CMU — FLARE-AI Open-Source Platform for Cross-Platform AI Vulnerability Reporting
AI relevance: A single AI model flaw can silently propagate across dozens of downstream products — FLARE-AI closes the coordination gap that left those flaws unreported and unpatched.
- CMU Software Engineering Institute (SEI) researchers helped build FLARE-AI (Flaw Reporting for AI), an open-source platform announced July 6, 2026, that lets anyone report AI vulnerabilities and route them to developers, vendors, and government agencies.
- The platform integrates directly with VINCE (Vulnerability Information and Coordination Environment), run by CMU's CERT/CC, enabling cross-platform examination and coordinated CVE issuance.
- FLARE-AI generates standardized, machine-readable reports — mirroring how traditional software CVEs flow through disclosure pipelines — but purpose-built for AI-specific flaws: model vulnerabilities, training data issues, agent tool-chain weaknesses, and inference pipeline security gaps.
- The gap it fills is structural: a researcher finding a flaw in one LLM-based product often has no way to check whether dozens of other vendors share the same underlying weakness. FLARE-AI routes reports to multiple affected parties simultaneously.
- The SEI's AI Security Incident Response Team (AISIRT) will review VINCE-routed reports and arrange disclosure with affected developers and integrators — bringing the same coordinated disclosure model that has worked for decades in traditional cybersecurity to the AI stack.
- The launch aligns with recent White House executive order language calling for an AI cybersecurity clearinghouse, positioning FLARE-AI and CERT/CC as nodes in that reporting chain.

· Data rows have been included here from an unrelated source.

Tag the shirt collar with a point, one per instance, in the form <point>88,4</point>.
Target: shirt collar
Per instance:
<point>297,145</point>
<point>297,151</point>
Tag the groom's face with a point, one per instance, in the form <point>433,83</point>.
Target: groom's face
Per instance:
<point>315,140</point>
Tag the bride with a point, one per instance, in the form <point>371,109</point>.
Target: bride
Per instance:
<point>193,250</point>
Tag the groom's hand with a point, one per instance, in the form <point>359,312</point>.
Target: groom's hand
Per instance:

- The system was seeded at a 2024 Stanford HAI workshop on third-party AI evaluation, where participants formally called for standardized AI flaw reports and improved infrastructure for sharing vulnerability information across the ecosystem.
Why it matters
The AI tooling ecosystem — from model serving frameworks like vLLM and Triton, to agent frameworks like LangChain and AutoGen, to MCP server integrations — has exploded faster than the vulnerability coordination infrastructure to match. A prompt injection flaw in one agent framework may affect every product built on top of it, but without a formal reporting pathway, those cross-cutting flaws go untracked. FLARE-AI is the first purpose-built platform to close that loop.
What to do
- If you discover an AI model or tool-chain vulnerability, submit a report via ai-reports.org and route it through FLARE-AI to reach multiple affected vendors in one submission.
- If you operate AI infrastructure, subscribe to CERT/CC vulnerability notes and monitor for cross-platform advisories that FLARE-AI will now help coordinate.
- For AI tool vendors: register your product with FLARE-AI's reporting pipeline so researchers can route relevant flaw reports directly to your security team.